The bank will but the securities at par value, from individual investors, charities with RBC account balances below $25 million, and small institutions and businesses with RBC accounts holding $10 million or less. To qualify, the investors must have purchased the securities prior to Feb. 11, 2008.
The settlement stems from RBC’s claim at the time of sale that the securities were both safe and liquid. About 85% of the securities were AAA-rated.
The offer to repurchase the securities extends to about 2,200 clients. The bank must begin the buy-back no later than Dec. 15, 2008, and continue the offer for at least six months.

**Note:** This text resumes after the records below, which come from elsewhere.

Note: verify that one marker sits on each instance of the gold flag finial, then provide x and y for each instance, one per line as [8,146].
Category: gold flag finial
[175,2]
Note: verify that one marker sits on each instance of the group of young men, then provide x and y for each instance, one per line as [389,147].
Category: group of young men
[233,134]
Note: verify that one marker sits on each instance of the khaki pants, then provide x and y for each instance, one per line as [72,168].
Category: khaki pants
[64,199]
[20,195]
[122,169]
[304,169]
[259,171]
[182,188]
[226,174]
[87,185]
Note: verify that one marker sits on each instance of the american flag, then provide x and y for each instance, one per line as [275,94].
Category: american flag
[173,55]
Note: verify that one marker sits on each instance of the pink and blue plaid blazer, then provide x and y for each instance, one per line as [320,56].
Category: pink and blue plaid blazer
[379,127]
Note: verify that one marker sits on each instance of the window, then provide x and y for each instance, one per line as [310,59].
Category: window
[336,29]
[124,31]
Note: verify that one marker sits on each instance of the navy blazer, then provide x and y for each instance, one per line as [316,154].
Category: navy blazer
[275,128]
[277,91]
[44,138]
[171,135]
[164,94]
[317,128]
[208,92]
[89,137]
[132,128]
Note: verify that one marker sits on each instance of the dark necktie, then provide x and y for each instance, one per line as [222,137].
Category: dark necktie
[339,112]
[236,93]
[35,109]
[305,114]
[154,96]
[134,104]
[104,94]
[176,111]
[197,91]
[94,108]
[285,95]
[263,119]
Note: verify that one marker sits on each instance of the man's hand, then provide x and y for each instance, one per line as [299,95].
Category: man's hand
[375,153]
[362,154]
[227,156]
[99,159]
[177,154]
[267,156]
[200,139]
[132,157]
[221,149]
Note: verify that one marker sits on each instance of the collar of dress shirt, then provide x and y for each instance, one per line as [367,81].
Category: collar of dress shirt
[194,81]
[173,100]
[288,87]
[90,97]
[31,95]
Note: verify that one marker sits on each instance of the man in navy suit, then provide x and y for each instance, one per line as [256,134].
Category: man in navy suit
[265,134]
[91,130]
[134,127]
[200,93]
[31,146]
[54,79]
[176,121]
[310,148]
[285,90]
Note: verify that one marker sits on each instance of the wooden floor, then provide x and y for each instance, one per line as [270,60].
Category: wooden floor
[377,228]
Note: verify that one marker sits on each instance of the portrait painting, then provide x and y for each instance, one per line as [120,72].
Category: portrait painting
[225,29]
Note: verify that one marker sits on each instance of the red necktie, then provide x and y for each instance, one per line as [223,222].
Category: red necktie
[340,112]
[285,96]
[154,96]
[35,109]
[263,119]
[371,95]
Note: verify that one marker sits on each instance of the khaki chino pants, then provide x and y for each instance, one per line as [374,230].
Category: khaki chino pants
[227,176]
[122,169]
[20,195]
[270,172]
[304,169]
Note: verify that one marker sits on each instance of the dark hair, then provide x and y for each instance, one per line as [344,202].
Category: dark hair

The offer applies to all auction rate securities for which auctions are not operating at the time of the offer. Qualifying investors who sold their auction rate securities below par after Feb. 11, will be offered the difference.
RBC must also work with issuers and other interested parties to provide liquidity for institutional investors not covered by the repurchase offer.
The bank estimates the impact on fourth quarter earning to total about $30 million on a pre-tax basis, based on the difference between current value and par value. RBC has also agreed to pay a penalty of $9.8 million to the New York Attorney General’s office and the state securities commissioners associated with the North American Securities Administrators Association.
The affected clients were in the bank’s wealth management and capital markets divisions, as well as from JB Hanauer & Co. and Ferris, Baker Watts, Inc., two firms recently acquired by RBC.